Sabtu, 28 November 2009

Etika Berbicara

Etika Berbicara
§ Hendaknya pembicaran selalu di dalam kebaikan. Allah berfirman:
“Tidak ada kebaikan pada kebanyakan bisik-bisikan mereka, kecuali bisik-bisikan dari orang yang menyuruh (manusia) memberi sedekah atau berbuat ma`ruf, atau mengadakan perdamaian diantara manusia.” (An-Nisa: 114).
§ Hendaknya berbicar dengan suara yang dapat didengar, tidak terlalu keras dan tidak terlalu rendah, ungkapannya jelas dapat difahami oleh semua orang, dan tidak dibuat-buat atau dipaksakan.
§ Jangan berbicara sesuatu yang tidak bermanfaat. Hadits Rasulullah Saw menyatakan: “Termasuk kebaikan islamnya seseorang adalah meninggalkan sesuatu yang tidak berguna.” (HR. Ahmad dan Ibnu Majah).
§ Tidak perlu membicarakan semua apa yang didengar. Hadits Abu Hurairah Ra menuturkan bahwa Rasulullah Saw bersabda: “Cukuplah dosa seseorang apabila membicarakan semua apa yang didengar.” (HR. Muslim).

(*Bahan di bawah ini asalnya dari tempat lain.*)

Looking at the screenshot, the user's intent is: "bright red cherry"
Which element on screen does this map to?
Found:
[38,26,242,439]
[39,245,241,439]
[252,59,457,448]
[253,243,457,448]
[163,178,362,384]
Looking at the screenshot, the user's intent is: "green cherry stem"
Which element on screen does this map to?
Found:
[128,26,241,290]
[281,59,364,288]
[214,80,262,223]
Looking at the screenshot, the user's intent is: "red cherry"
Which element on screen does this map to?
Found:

§ Menghindari perdebatan dan saling membantah, sekalipun berada di pihak yang benar, dan menjauhi perkataan dusta sekalipun bercanda. Rasulullah Saw bersabda: “Aku menjamin sebuah istana di taman surga bagi siapa saja yang menghindari bertikaian (perdebatan) sekalipun ia benar; dan penjamin istana di tengah-tengah surga bagi siapa saja yang meninggalkan dusta sekalipun bercanda.” (HR. Abu Daud dan dinilai hasan oleh Al-Albani).
§ Tenang dalam berbicara dan tidak tergesa-gesa. Aisyah Ra. telah menuturkan: “Sesungguhnya Nabi Saw apabila membicarakan suatu pembicaraan, sekiranya ada orang yang menghitungnya, niscaya ia dapat menghitungnya.” (Muttafaq ‘Alaih).
§ Menghindari perkataan jorok (keji). Rasulullah Saw bersabda: “Seorang mukmin itu tidak tukang mencela atau tukang mengutuk atau keji pembicaraannya.” (HR. Bukhari di dalam Al-Adab Mufrad).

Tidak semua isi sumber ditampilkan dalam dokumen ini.